The model integration described in step h) is specifically realized through the following steps:

h-1). Generate an adaboost classifier through the Boosting method, first train a base learner from the initial training set, use the CART classification tree with a depth of 1, and then adjust the training sample distribution according to the performance of the base learner, so that The training samples that the previous base learner did wrong will receive more attention in the follow-up, and then the next base learner is trained based on the adjusted sample distribution, and this is repeated until the number of base learners reaches the pre-specified value of 11, and the correct rate is obtained. No less than 72% adaboost classifier model;

h-2). Generate a random forest classifier through the Bagging method. Random forest is an extended variant of Bagging. On the basis of building a Bagging ensemble with a decision tree as the base learner, it is further introduced into the training process of the decision tree. Random attribute selection, specifically, the traditional decision tree selects an optimal attribute from the attribute set of the current node when selecting and dividing attributes; while in random forest, for each node of the base decision tree, the node is selected first. Randomly select a subset containing k attributes from the attribute set of , and then select an optimal attribute from this subset for division, and finally obtain a random forest classifier model with an accuracy rate of not less than 77%;

h-3). Use the voting method to integrate the above models. When integrating, the correct rate of the basic learner is used as its weight, and the relative majority voting method is considered when voting: the marker with the most votes is predicted. If there are multiple markers at the same time If the highest votes are obtained, one will be randomly selected, and finally a model with a correct rate of not less than 80% will be obtained, which is better than the above basic learning models.

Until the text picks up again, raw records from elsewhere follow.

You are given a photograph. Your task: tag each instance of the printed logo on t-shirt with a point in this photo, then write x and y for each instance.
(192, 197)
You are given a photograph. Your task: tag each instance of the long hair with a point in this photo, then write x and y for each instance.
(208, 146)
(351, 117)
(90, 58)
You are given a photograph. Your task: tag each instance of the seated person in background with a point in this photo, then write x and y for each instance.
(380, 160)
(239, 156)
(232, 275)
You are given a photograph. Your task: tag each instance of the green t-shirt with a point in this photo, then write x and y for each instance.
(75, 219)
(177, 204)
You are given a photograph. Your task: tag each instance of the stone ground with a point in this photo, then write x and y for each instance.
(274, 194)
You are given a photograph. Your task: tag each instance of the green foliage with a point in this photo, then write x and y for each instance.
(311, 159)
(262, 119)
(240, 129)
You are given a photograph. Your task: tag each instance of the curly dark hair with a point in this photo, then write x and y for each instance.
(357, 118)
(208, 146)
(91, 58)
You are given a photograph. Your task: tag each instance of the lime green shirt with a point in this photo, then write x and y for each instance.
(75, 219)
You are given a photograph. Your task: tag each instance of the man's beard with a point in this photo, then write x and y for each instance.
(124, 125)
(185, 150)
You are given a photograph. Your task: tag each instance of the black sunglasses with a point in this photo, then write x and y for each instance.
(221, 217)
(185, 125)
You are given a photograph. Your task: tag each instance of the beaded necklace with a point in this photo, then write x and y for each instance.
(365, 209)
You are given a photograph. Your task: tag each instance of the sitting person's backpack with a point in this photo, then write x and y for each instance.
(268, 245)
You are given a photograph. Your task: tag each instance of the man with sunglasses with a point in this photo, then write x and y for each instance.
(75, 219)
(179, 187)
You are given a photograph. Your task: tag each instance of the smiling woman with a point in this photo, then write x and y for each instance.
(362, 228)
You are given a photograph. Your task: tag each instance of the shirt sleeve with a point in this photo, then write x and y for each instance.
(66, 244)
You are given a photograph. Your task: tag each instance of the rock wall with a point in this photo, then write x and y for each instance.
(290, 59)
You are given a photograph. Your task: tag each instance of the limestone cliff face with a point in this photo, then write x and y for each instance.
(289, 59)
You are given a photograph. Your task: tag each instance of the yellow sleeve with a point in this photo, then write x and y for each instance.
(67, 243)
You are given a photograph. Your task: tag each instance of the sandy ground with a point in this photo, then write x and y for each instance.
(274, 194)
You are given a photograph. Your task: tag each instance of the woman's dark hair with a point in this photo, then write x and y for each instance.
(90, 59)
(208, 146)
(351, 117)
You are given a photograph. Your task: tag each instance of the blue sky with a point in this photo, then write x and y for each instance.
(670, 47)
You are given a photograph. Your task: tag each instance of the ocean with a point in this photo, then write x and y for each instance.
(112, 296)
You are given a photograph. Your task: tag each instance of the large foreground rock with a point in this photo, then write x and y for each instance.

2. the electrocardiographic data intelligent classification method based on voting ensemble learning according to claim 1, is characterized in that: the label described in step a) comprises 7 kinds, and 7 kinds of labels are respectively: normal, atrial fibrillation, atrial fibrillation Premature beats, occasional premature atrial beats, frequent premature atrial beats, atrial tachycardia, atrial fibrillation with rapid ventricular rate.